De definitieve regeling wordt na de zomer verwacht. Intussen kunnen taxi's op basis van hun huidige ontheffing gebruik blijven maken van de busbanen in Utrecht.


13. Geld voor autoprogramma 2002
Het college heeft besloten om een krediet van EUR 4.849.000 ter beschikking te stellen voor een aantal plannen van het stedelijk bereikbaarheidsprogramma. De plannen worden gemaakt om de toenemende stroom auto´s in Utrecht goed te kunnen opvangen. Het college wil op een aantal plekken auto's aan de rand van de stad in transferia onder andere op Hooggelegen, Lage Weide en de Uithof opvangen. Voor het autoverkeer dat de stad in gaat zijn plannen om de doorstroming en de opvang van het verkeer op een aantal knooppunten en toegangswegen te verbeteren.

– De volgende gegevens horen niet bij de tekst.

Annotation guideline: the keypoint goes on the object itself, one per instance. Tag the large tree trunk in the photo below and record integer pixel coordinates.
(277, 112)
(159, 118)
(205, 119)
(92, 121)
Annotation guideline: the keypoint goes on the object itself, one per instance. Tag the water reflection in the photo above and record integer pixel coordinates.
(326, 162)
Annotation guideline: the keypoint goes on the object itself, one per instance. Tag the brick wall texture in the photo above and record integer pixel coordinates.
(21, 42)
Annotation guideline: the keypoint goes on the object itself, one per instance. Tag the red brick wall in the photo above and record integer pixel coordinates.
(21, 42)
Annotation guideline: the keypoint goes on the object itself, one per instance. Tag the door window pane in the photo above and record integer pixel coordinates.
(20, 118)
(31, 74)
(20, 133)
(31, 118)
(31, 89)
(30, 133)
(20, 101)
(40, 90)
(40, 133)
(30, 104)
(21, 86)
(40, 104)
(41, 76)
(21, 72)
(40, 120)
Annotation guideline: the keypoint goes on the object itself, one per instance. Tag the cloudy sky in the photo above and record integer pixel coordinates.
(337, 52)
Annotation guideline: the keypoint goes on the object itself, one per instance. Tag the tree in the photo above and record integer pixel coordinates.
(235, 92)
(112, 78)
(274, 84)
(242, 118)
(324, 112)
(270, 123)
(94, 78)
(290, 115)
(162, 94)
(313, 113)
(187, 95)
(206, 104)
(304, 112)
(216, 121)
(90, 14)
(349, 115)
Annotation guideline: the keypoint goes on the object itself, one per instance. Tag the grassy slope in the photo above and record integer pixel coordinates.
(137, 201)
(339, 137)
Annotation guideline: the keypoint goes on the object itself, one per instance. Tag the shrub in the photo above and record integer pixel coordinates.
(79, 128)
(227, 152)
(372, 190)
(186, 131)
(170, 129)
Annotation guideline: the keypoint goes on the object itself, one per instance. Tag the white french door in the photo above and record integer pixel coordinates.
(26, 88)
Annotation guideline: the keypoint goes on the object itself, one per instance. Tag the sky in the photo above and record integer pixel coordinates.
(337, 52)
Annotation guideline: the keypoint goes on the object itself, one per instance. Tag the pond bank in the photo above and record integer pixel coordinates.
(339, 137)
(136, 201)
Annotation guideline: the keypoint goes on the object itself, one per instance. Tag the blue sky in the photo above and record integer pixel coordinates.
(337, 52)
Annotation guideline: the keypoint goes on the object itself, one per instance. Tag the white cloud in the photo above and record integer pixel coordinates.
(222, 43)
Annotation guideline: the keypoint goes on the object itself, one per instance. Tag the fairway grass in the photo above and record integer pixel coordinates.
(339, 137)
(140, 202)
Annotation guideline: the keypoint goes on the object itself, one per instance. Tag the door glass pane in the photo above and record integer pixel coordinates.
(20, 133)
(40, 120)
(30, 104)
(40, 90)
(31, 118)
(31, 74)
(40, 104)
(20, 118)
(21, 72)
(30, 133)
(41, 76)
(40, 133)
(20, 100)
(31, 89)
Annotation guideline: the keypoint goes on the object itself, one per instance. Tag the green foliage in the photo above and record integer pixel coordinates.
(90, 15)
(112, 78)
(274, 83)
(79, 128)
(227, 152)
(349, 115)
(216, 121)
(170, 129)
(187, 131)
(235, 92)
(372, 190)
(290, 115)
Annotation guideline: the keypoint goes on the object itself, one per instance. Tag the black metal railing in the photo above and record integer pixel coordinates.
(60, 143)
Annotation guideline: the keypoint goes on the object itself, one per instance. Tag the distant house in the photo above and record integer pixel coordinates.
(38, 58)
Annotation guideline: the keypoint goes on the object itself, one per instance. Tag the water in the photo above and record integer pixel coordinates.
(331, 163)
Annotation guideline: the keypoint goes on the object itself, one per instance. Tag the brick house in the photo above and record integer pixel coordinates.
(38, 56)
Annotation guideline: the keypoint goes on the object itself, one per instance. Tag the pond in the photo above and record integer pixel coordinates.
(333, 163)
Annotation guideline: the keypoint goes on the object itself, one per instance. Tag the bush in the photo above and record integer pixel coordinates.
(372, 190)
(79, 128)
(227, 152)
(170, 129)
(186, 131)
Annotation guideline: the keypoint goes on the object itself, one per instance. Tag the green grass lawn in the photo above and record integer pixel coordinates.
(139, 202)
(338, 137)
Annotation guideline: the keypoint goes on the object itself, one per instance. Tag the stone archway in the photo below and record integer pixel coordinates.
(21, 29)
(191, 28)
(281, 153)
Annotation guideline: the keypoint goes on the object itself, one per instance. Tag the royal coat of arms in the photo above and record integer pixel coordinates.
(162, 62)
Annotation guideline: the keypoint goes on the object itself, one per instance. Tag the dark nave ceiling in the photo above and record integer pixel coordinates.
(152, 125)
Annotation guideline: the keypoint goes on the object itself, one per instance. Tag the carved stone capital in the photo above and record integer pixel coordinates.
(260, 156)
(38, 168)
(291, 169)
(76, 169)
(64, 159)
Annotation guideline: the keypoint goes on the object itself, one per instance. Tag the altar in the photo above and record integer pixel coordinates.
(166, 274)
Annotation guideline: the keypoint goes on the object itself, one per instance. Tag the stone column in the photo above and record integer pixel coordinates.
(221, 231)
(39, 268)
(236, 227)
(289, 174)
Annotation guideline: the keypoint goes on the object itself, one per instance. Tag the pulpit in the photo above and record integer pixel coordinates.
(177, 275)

Hoewel op den duur deze plannen positieve effecten zullen hebben, staat toch de bereikbaarheid van Utrecht door de onverminderde groei van het autoverkeer ook in 2015 nog onder druk. Naast plannen voor de opvang van het autoverkeer voorziet het bereikbaarheidsprogramma in investeringen voor (hoogwaardig) openbaar vervoer, fietsvoorzieningen en transferia. Het college van b en w heeft begin 2001 het pakket bereikbaarheidsmaatregelen voor een aantal projecten bijgesteld en gewijzigd op basis van het collegewerkprogramma. Om met het bijgestelde pakket weer snel aan de slag te kunnen wordt nu de raad gevraagd voor de werkzaamheden voor het autoprogramma in 2002 een krediet vrij te geven.